Human tissues paraffin sections were deparaffinized with xylene and rehydrated, followed by retrieval with EDTA buffer (ZSGB-BIO, Beijing, China) for 10 min at 100°C. Hydrogen peroxide (3%) was used to quench endogenous peroxidase activity. Then, goat serum (ZSGB-BIO) was used to block the paraffin sections for 30 min. The paraffin sections were incubated with PBS or anti-CBX4 (1:100; Abcam, Cambridge, UK) primary antibodies overnight at 4°C. After being incubated with biotin-labeled secondary antibodies for 30 min at room temperature and HRP-conjugated streptavidin for 20 min, the sections were developed with DAB solution (ZSGB-BIO), and counterstained with 1% hematoxylin. Lastly, sections were mounted, photographed under a microscope (Nikon, Tokyo, Japan).

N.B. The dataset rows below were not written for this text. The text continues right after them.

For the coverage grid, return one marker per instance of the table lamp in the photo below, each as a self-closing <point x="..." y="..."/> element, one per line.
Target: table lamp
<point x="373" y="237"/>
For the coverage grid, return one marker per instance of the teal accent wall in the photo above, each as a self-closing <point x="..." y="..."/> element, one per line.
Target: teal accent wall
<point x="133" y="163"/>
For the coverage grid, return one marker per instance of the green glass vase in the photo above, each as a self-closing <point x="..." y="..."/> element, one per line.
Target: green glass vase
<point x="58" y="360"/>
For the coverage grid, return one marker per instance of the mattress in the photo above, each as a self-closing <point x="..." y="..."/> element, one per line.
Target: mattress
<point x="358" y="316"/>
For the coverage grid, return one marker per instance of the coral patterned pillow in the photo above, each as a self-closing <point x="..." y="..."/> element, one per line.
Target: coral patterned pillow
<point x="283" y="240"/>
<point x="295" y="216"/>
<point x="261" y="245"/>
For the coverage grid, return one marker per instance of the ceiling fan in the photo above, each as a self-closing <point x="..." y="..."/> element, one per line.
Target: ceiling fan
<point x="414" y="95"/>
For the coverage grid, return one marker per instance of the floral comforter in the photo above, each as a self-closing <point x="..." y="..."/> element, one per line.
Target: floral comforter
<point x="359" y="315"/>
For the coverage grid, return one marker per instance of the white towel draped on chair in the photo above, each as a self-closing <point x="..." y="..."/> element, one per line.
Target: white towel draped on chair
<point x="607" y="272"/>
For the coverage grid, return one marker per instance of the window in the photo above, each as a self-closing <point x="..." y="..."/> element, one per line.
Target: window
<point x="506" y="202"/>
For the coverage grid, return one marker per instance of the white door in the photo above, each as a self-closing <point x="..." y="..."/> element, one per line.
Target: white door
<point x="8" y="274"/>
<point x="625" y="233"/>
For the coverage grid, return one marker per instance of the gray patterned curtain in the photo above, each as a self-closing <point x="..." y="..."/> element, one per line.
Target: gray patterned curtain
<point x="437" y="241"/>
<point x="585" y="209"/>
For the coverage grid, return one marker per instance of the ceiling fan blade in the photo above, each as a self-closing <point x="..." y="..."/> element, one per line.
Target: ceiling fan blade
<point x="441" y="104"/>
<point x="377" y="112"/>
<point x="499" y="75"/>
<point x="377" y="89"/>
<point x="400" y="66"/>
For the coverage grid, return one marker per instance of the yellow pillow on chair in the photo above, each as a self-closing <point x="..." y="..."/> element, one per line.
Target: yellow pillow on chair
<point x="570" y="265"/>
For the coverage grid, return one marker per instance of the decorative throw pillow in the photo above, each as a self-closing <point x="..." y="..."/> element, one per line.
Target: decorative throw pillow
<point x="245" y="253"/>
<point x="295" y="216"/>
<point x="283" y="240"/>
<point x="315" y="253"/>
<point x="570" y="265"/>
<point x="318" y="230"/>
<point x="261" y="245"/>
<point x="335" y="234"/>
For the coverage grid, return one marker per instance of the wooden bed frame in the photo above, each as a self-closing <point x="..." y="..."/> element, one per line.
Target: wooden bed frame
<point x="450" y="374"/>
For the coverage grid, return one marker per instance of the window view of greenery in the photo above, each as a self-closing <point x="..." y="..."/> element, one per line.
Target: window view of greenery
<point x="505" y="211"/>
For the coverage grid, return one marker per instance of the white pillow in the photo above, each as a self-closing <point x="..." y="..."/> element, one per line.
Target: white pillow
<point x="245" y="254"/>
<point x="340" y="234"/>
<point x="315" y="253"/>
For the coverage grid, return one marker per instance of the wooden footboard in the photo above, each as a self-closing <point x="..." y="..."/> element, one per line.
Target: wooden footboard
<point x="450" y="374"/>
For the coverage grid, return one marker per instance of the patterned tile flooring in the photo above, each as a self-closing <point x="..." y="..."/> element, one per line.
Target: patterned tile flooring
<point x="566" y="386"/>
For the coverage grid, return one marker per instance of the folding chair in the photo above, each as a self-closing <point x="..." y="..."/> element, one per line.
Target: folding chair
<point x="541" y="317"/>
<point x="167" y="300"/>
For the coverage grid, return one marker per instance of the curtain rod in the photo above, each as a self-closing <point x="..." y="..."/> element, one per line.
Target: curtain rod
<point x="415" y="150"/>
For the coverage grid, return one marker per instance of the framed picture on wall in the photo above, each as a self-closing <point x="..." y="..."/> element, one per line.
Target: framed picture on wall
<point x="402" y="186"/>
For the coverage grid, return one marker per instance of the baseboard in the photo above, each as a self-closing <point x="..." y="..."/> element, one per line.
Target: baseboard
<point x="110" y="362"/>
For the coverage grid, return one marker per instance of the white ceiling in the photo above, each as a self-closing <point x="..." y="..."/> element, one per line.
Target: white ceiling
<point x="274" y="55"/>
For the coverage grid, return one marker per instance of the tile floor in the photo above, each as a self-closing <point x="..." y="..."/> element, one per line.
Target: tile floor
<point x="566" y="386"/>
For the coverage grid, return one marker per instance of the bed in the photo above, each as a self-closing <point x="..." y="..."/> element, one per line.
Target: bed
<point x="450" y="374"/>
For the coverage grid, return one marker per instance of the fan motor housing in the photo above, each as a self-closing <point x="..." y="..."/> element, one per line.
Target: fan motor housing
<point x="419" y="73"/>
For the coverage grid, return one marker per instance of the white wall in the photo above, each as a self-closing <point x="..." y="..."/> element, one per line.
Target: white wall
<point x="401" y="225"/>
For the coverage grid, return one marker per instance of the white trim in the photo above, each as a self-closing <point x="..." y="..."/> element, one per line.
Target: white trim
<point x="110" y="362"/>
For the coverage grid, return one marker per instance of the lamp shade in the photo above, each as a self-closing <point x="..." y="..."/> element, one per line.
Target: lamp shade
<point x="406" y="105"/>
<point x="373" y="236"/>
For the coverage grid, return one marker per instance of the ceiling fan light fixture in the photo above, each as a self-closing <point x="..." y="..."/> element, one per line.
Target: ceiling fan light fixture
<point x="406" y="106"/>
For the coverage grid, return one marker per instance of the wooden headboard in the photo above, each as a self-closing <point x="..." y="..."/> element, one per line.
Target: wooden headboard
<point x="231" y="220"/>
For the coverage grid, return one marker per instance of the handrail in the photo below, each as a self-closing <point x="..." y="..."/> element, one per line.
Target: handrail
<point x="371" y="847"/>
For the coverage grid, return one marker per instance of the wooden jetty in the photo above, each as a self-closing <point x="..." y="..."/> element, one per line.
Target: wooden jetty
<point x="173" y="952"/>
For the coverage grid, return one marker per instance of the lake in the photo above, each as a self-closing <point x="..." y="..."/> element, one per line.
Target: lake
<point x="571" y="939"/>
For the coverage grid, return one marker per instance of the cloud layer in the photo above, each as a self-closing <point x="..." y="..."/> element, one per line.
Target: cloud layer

Zhang Y., Li S., Hong J., Yan J., Huang Z., Wu J., Deng Z., Qin T., Xu K, & Ye W. (2022). Chromobox homolog 4 overexpression inhibits TNF-α-induced matrix catabolism and senescence by suppressing activation of NF-κB signaling pathway in nucleus pulposus cells: CBX4 overexpression inhibits TNF-α-induced matrix catabolism and senescence. Acta Biochimica et Biophysica Sinica, 54(7), 1021-1029.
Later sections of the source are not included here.